Labour has just produced cowardly politicians of the likes of Starmer, Reeves, Cooper, Miliband and (off-stage but still around) Balls, who are conviction-free zones but who think they can present a ‘better-management’, technocratic argument without ever questioning whether the system they are managing is failing, when it so obviously is.
On his blogsite today, tax specialist and modern monetary theorising Quaker Richard Murphy writes with a high degree of accuracy, albeit of a painfully limited kind:
… there is a problem with Starmer. He is, as I defined the breed in my 2011 book, The Courageous State, a cowardly politician. As I said then:
The cowardly state in the UK is the creation of Margaret Thatcher, although its US version is of course the creation of Ronald Reagan. These two swept neoliberalism into the political arena in 1979 and 1980 following the first neoliberal revolution in Chile in 1973 that saw the overthrow of Allende by General Pinochet. Now it forms the consensus of thinking across the political divide within the UK, Europe and the US.

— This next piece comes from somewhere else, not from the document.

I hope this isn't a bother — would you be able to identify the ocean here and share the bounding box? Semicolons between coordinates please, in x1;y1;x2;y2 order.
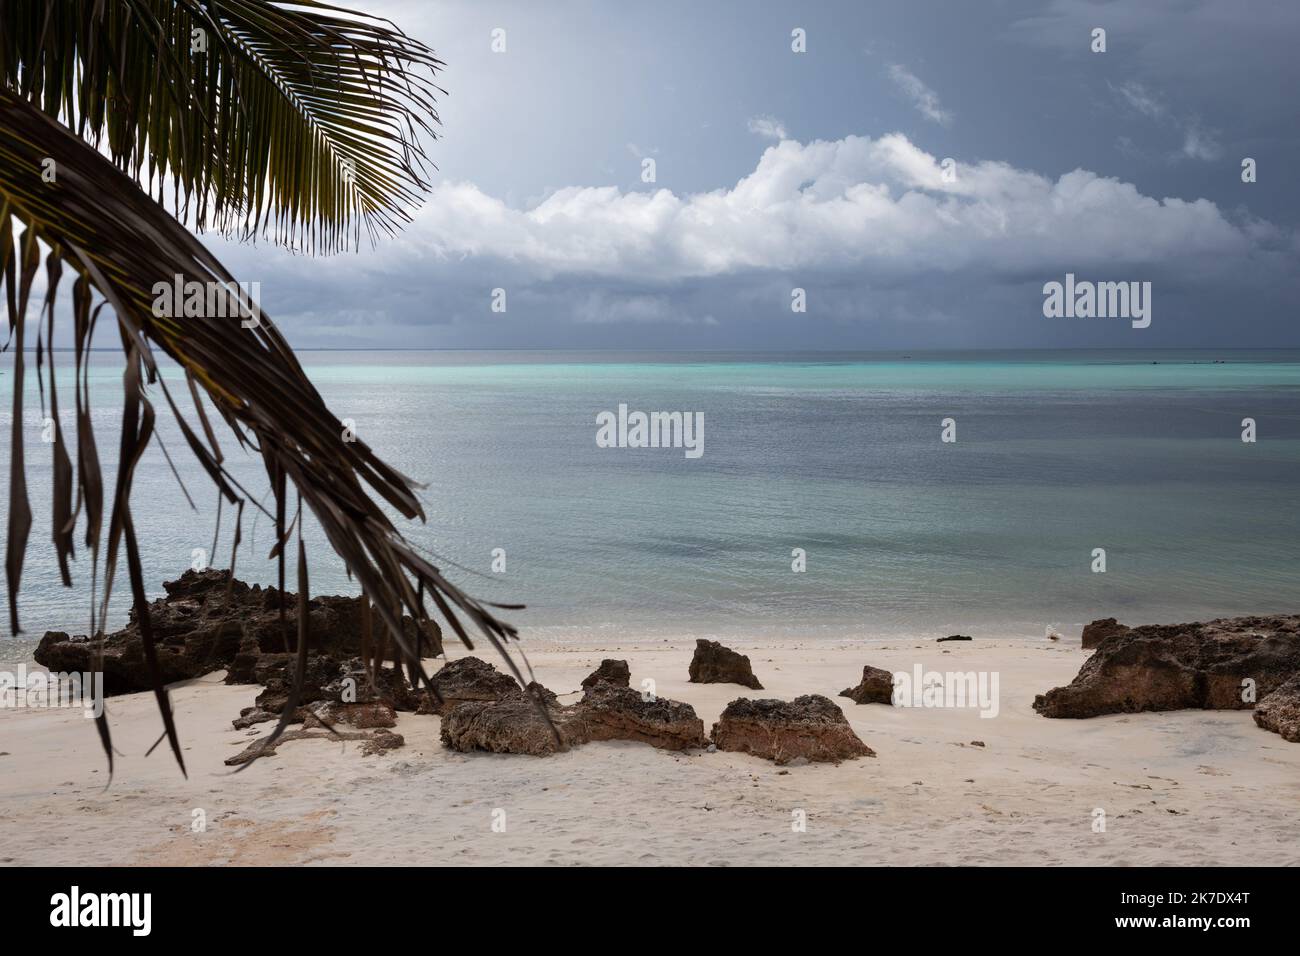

The economic crisis we are facing is the legacy of Thatcher and Reagan [who] introduced the neoliberal idea that whatever a politician does, however well-intended, will always make matters worse in the economy. Government can never able, according to neoliberal thinking, outperform the market, which will always, it says, allocate resources better.
That thinking is why we have ended up with cowardly government. What began as an economic idea has now swept across government as a whole: we have politicians who think the only useful function for the power is to dismantle the state while transferring as many of its functions as possible to unelected businesses which bankrolled their path to power.
That, I think, is what Starmer is. He shares a characteristic with all the cowardly politicians of the UK: he went to Oxford. As Simon Kuper notes in his book ‘Chums’, this matters.
Kuper’s thesis is that the Tories at Oxford in the 80s learned politics without any substance or conviction. What motivated those Tories was personal gain, pure and simple.
Labour politics of the same era at Oxford was worse. It too was about charade but in their case they learned the charade from the education system without acquiring any conviction. They became operators of a system they could not question, when questioning of any substantial sort was simply not on the agenda at Oxford then (or in almost any university now).
So Tories became cowardly politicians on the make while Labour produced cowardly politicians of the likes of Starmer, Reeves, Cooper, Miliband and (off-stage but still around) Balls, who are conviction-free zones but who think they can present a ‘better-management’, technocratic argument without ever questioning whether the system they are managing is failing, when it so obviously is.
Starmer has no idea what he and his government will be about because he has not got the convictions to inform his decision-making. And it shows.
(I’ve edited and abridged the above, but solely in the interests of concision. I’ve no desire to misrepresent a man who, his illusions notwithstanding, has my respect.)
Professor Murphy’s worldview – not as a Quaker but as one whose rejection of revolutionary solutions (on ground of their violence whereas I reject them as a suicidal pipe dream) leads him to embrace (as I do not) the illusion that we live under a tarnished but reformable democracy – misses a truth far darker than those he sets out with his usual clarity.
The truth I speak of being that Caitlin Johnstone’s assessment of American ‘democracy’ …
The US doesn’t have political parties, it has narrative control ops disguised as political parties. One of them overtly promotes capitalism and imperialism by appealing to Americans’ worst impulses, the other covertly diverts healthy impulses back into capitalism and imperialism.
An elephant and a donkey fight in a puppet show and the crowd cheers for one or the other while thieves pick their pockets. And when people start to notice their wallets are missing, they’re told they can stop the pickpocketing by cheering louder for their favorite puppet.
People ask why the Democrats never codified Roe vs Wade into law, and the answer is, because that’s not their job. Their job is not to enact the policies you elected them to enact. Their job is not even to win elections. Their job is to keep you staring at the puppet show while the empire has its way with the world.
… applies equally – once adjustment is made for a junior imperialist power hitched to the coat tails of a senior one in terminal decline and by that fact a lethal threat – to Britain.